A growing number of institutions and investment companies – including Oxford University, Oslo city council, Stanford University, HSBC, the Rockefeller Brothers Fundand the Church of England– have confirmed they will divest from coal and tar sands companies. These groups understand the full scale of the ‘carbon bubble’ risk some leading investors fear the economy is being exposed to.
All of which begs the question of what action is Canada going to take regarding its tar sands assets? How much more evidence does our government need before it institutes a carbon tax that at least recovers the true costs to society of burning carbon based fuels?
What about tar sands emissions?
Swedish climate negotiators quizzed Canada in March through a UN portal asking: “Could Canada please elaborate on envisaged policies for reducing emissions from oil sands extraction?”
Canadians and the world are waiting for the answer.
My federal government and several provinces have hitched their economic wagons largely to petroleum, natural gas and coal development/exports. In short, the nation’s economic future is tied, as a matter of deliberate policy, to the country becoming a major exporter of potentially catastrophic climate disruption.
My government’s Intended Nationally Determined Contribution (INDC) submitted to the United Nations Framework Convention on Climate Change Secretariat could have outlined the policies required to ensure our children and future generations don’t have to live in an overheated world.
Climate Action Tracker reports Canada’s INDC is “inadequate” and “equivalent to a reduction of 2% below 1990 industrial GHG emissions levels”.
Even the Conference Board of Canada says my country “is one of the world’s largest per capita GHG emitters. Canada ranks 15th out of 17 OECD countries on GHG emissions per capita and scores a “D” grade.In 2010, Canada’s GHG emissions were 20.3 tonnes per capita, significantly higher than the 17-country average of 12.5 tonnes per capita. Canada’s per capita GHG emissions were nearly three times greater than Switzerland’s, the top performer.”

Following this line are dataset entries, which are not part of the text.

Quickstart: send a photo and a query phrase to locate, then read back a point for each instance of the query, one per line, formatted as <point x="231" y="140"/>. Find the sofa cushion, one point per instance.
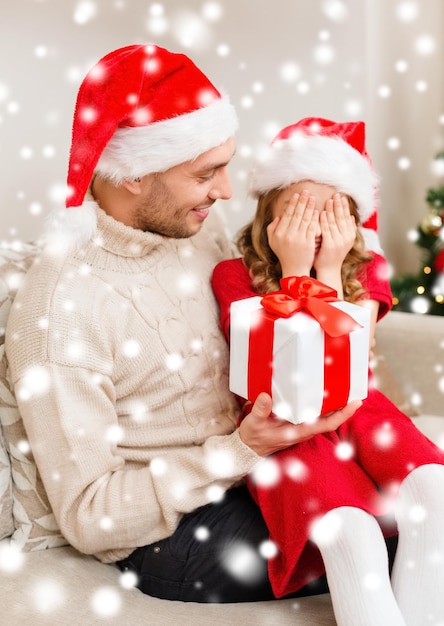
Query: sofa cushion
<point x="34" y="523"/>
<point x="6" y="522"/>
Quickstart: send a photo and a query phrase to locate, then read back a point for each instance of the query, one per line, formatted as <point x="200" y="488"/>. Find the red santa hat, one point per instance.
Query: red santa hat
<point x="140" y="109"/>
<point x="143" y="109"/>
<point x="332" y="153"/>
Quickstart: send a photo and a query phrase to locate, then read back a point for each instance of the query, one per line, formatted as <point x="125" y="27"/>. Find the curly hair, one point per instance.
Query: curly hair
<point x="264" y="266"/>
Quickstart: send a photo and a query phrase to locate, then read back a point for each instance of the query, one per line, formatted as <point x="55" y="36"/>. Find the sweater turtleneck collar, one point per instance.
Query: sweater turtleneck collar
<point x="117" y="238"/>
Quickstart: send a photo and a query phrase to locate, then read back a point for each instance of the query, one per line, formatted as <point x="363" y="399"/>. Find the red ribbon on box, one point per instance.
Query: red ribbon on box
<point x="302" y="293"/>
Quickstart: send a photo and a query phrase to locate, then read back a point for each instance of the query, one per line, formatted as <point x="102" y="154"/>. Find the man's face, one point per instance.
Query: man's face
<point x="175" y="203"/>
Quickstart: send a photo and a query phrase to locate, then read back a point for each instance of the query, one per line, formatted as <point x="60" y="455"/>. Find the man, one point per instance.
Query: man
<point x="131" y="423"/>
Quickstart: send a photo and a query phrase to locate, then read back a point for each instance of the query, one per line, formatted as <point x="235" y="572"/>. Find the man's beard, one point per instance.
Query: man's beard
<point x="159" y="212"/>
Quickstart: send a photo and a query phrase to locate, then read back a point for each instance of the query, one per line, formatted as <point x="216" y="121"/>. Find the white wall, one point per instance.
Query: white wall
<point x="279" y="60"/>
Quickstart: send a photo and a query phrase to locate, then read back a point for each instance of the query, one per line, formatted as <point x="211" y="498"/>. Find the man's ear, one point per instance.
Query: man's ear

The conference board goes on to state that one of the main reasons for the high per capita emissions has been the growth in exports of petroleum, natural gas, and forest products. “These commodities are exported, but the GHG emissions resulting from their production are not,” it says. “Still, there is significant room for Canada to cut GHG emissions by increasing energy efficiency and using lower-emitting technologies.”

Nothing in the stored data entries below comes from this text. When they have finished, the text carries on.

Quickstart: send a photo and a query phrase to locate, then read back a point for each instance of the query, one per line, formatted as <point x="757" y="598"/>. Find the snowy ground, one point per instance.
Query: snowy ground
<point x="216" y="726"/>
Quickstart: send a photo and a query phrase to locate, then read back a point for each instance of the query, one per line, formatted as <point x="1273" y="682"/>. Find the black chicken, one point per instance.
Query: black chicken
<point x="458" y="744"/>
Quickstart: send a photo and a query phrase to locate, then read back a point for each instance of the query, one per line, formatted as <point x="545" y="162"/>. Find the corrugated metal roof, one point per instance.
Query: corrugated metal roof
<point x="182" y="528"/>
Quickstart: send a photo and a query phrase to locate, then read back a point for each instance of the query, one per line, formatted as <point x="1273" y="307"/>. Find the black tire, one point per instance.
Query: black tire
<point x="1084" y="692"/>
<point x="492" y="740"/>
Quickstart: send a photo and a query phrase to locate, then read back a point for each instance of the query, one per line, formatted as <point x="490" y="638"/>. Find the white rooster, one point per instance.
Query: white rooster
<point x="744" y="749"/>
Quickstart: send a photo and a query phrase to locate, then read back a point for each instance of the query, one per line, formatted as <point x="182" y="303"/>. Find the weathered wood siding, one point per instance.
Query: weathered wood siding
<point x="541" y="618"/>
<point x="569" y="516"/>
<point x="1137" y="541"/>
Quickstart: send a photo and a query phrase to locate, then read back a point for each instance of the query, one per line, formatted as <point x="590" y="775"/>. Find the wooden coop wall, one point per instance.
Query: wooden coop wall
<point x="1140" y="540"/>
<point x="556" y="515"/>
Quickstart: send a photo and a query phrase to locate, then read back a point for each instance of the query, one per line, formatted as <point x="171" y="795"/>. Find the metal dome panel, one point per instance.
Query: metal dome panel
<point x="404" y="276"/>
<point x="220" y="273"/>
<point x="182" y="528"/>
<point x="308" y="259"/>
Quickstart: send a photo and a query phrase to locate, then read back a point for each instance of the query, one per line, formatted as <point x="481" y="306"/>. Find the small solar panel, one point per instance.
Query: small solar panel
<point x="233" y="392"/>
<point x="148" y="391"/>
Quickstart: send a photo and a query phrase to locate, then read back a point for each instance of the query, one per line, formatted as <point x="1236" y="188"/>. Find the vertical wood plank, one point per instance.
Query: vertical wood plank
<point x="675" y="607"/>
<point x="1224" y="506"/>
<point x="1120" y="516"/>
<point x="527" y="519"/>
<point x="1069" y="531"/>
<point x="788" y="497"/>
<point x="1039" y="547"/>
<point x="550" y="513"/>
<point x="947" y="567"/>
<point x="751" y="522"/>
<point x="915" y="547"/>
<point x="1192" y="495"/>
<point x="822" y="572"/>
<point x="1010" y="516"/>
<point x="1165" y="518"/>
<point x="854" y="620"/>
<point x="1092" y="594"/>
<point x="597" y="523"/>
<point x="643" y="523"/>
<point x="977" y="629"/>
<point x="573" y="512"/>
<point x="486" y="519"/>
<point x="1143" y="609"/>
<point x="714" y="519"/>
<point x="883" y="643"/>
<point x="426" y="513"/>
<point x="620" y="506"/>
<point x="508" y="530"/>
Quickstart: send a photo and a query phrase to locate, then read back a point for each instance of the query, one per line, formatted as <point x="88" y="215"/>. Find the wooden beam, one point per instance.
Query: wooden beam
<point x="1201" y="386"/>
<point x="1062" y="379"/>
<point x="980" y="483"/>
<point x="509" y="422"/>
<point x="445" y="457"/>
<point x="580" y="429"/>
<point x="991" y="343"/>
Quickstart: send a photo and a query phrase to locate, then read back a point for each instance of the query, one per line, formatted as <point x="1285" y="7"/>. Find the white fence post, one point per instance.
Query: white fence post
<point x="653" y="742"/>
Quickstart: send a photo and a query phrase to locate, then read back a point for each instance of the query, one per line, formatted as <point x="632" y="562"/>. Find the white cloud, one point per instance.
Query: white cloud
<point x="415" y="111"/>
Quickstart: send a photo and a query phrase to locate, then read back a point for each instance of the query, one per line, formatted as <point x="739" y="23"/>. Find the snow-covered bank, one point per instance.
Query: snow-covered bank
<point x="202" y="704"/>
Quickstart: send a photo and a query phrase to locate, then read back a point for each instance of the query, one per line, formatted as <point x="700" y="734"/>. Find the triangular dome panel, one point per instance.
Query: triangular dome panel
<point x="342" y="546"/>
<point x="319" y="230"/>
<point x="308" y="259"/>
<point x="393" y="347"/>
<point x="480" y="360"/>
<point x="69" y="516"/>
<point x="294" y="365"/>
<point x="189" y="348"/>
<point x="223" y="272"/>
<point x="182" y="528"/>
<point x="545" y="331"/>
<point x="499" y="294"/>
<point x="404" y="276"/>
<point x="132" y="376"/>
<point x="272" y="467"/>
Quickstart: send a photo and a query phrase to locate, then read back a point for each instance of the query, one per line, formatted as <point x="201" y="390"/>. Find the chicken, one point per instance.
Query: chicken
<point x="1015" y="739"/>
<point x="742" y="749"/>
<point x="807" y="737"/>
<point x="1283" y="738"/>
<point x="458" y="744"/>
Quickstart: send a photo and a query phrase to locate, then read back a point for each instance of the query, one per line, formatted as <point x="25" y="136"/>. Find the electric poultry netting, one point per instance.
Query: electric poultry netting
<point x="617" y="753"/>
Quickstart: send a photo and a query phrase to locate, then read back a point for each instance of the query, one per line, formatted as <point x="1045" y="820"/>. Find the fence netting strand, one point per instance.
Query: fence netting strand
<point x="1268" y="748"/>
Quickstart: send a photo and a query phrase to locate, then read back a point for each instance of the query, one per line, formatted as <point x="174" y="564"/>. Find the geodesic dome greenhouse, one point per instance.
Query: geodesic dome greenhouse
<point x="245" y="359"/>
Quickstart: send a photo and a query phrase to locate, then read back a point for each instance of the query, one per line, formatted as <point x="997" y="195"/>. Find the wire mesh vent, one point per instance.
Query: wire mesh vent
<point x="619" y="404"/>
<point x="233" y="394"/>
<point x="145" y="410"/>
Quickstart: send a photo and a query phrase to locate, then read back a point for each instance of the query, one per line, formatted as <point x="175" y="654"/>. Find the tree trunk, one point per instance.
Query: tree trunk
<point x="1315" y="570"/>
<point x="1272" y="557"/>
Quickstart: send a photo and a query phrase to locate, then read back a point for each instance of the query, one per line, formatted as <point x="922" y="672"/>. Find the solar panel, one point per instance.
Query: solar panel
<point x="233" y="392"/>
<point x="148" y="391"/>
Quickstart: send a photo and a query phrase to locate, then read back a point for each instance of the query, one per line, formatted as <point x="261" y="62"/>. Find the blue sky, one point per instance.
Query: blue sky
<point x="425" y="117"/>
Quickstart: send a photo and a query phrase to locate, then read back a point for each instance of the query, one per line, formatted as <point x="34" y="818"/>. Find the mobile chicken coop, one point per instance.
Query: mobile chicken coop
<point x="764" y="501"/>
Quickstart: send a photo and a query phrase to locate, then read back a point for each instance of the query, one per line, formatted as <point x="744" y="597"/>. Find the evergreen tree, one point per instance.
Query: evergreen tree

Taxpayers subsidize climate change
We, the taxpayers, are subsidizing climate change through energy subsidies. Allowing corporations and national governments to escape paying the full costs of exposing the Earth to the risks of climate disruption is nothing less than planetary socialism, something even the World Bank has realized.
The Guardian reports that John Podesta – a trusted advisor to both Barack Obama and Hillary Clinton – believes Canada must do more to compensate for its exploitation of the tar sands ahead of a critical December conference in Paris aimed at reaching an international agreement to fight climate change.
“I think that there is a CO2 premium on oil that is coming out of the oil sands and I think that has to be offset through other policies that they need to implement, or else that is a strategy that is likely to result in excessive emissions,” Podesta said.
Environment Minister Leona Agglukaq said the detailed target is “fair and ambitious” but I and many other Canadians think it is pitiful and unachievable without a nationally implemented carbon fee and dividend and strong policies that move our country toward a zero carbon economy.
My country can do better – immensely better. Pope Francis in Rome wants us to shepherd the world to a healthier future. How long are we going to wait to elect Canadian politicians willing and able to do that?